Perhaps it is this focus on the cruelties of Berova’s regime on the peasants that keeps the story from going over the top in its cruelties to the girls. We don’t see sadistic tortures inflicted on them, particularly on the rebellious protagonist, as we see so often in other slave serials. The demands on the girls are huge and unfair e.g. being expected to piece together a ballet in five minutes flat or everyone suffers. However, it serves the purpose of the slavers to keep the girls in reasonably good nick if they are to dance for Petra. Moreover, Judith the main protagonist does not openly rebel against their situation and incur mean punishments on herself as other protagonists in similar serials have done. She sees that (for the time being) it is no use escaping because they are lost in the Steppes in the middle of deep winter. Their best bet is to do what they are told – for the time being. In so doing, they incur less harshness from their slavers than if they had openly rebelled. However, Judith is not giving up or resigning herself to her fate; she taking more of a “bide your time” sort of approach until she can figure something out – which of course she does.

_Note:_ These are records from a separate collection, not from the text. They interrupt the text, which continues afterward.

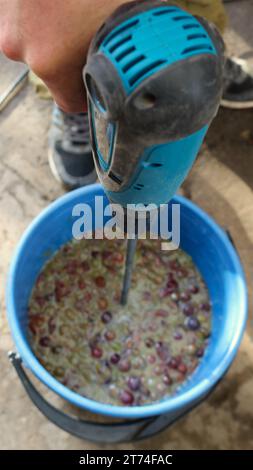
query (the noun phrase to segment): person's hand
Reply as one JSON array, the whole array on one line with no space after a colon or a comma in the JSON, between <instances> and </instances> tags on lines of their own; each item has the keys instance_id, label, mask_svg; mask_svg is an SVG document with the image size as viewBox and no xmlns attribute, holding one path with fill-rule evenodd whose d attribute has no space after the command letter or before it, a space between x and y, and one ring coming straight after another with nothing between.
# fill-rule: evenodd
<instances>
[{"instance_id":1,"label":"person's hand","mask_svg":"<svg viewBox=\"0 0 253 470\"><path fill-rule=\"evenodd\" d=\"M23 61L67 112L86 107L82 68L99 26L124 0L0 0L0 51Z\"/></svg>"}]
</instances>

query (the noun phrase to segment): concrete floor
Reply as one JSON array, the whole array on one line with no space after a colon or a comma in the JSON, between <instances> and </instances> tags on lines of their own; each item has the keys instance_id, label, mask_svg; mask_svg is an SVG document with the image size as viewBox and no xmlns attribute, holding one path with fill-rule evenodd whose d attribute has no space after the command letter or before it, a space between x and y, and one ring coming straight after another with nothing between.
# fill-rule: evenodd
<instances>
[{"instance_id":1,"label":"concrete floor","mask_svg":"<svg viewBox=\"0 0 253 470\"><path fill-rule=\"evenodd\" d=\"M229 51L251 58L253 2L228 7L232 28L226 33ZM5 79L10 77L13 67L0 57L0 76L5 70ZM44 419L27 398L6 357L13 348L4 302L11 255L31 220L63 193L47 163L50 112L51 103L39 100L27 86L0 114L0 448L113 449L116 446L96 446L76 439ZM253 448L252 188L253 110L221 109L184 191L232 234L249 286L247 332L231 370L204 404L158 437L118 448ZM57 406L70 410L51 392L44 392Z\"/></svg>"}]
</instances>

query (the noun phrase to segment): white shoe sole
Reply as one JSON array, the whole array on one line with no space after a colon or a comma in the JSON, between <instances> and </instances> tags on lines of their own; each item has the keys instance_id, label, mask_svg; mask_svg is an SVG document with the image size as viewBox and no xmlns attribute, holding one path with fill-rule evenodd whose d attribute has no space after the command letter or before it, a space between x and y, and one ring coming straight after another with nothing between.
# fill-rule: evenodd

Although the story does not hesitate to depict the evils of Tsarist Russia and sympathy for the revolutionaries, we don’t get a hint of Communism itself. And it’s not because the story can’t depict Communism in a sympathetic light. It’s because Communism is not the answer to ending oppression. After all, it didn’t end oppression in Russia or any other Communist country. It is not likely to have ended oppression in this Tsarist kingdom either, even if it had overthrown Berova and Petra. In fact, the story makes a strong point that rebellion and revolution are not guaranteed to free people from oppression.

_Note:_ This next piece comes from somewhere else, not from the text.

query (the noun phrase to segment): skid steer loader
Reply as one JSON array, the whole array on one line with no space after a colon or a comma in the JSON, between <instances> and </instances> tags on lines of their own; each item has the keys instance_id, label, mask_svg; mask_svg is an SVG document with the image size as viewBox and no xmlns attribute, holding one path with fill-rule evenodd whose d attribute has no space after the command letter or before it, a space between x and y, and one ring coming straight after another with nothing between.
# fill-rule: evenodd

If the civil war had proceeded, the rebels would most certainly have been wiped out by the army and things gotten worse than ever for the people. Simply getting rid of Berova would not help that much either. The answer is to both break Berova’s hold over Petra and for Petra to realise peasants are people too and understand it is oppression that is driving them into rebellion. It is Judith, not the rebels, who accomplishes these things. The rebels would never have done it without her. But Judith doesn’t do it through revolution. She does it by bridging the gap between Petra and the rebels with the one thing they have in common: they all love dancing one way or other. And in so doing, Judith averts a bloody civil war, frees people from oppression, and not only frees Petra from Berova’s control but also helps redeem her.
The redemption of Princess Petra is certainly atypical of many unpleasant characters in girls’ serials, but it is credible: using her love of dancing to get through to her. Although Petra is in the grip of Berova she does not come across as a weakling (despite her sickly constitution) or a puppet ruler. She is a tyrant in her own right, as evidenced when she forces a man to dance day and night because he got carried away with dance tunes. She is a haughty, cold, spoiled, self-absorbed girl who only thinks ballet and doesn’t even understand or care what’s going on in her own kingdom. In her view, people who dance for her are only there to feed her obsession with it.

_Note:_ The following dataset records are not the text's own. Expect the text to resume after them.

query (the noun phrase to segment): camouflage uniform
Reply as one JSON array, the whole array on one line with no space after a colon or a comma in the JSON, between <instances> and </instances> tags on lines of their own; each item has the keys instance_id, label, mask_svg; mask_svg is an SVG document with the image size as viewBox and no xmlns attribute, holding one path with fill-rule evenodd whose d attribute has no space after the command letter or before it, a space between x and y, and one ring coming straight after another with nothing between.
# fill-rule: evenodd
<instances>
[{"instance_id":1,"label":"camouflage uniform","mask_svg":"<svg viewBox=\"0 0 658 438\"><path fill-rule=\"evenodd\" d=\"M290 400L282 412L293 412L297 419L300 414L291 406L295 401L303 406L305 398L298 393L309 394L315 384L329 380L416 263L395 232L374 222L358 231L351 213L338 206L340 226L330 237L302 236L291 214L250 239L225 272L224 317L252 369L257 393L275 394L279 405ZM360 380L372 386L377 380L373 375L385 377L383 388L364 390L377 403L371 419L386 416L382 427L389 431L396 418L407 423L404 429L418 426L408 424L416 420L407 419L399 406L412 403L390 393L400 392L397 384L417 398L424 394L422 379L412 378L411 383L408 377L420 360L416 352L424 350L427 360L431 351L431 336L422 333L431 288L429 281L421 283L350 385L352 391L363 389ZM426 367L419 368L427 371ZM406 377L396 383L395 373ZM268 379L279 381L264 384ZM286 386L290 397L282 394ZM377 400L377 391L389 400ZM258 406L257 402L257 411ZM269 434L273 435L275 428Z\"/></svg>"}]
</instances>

Unlike most unsavoury characters in girls’ serials Petra does not change through shock treatment or hard experience. It is through using her love of ballet to teach her that other people are human beings too. By the end of the story Petra has changed into a more humane person who wants to accomplish things for her people. She still loves ballet, but we can see she will share her love of it in a more positive manner.
Of course there can be no redemption for Berova, the female Rasputin whose cruelties and power over superstitious minds almost plunge the kingdom into civil war for her own gain.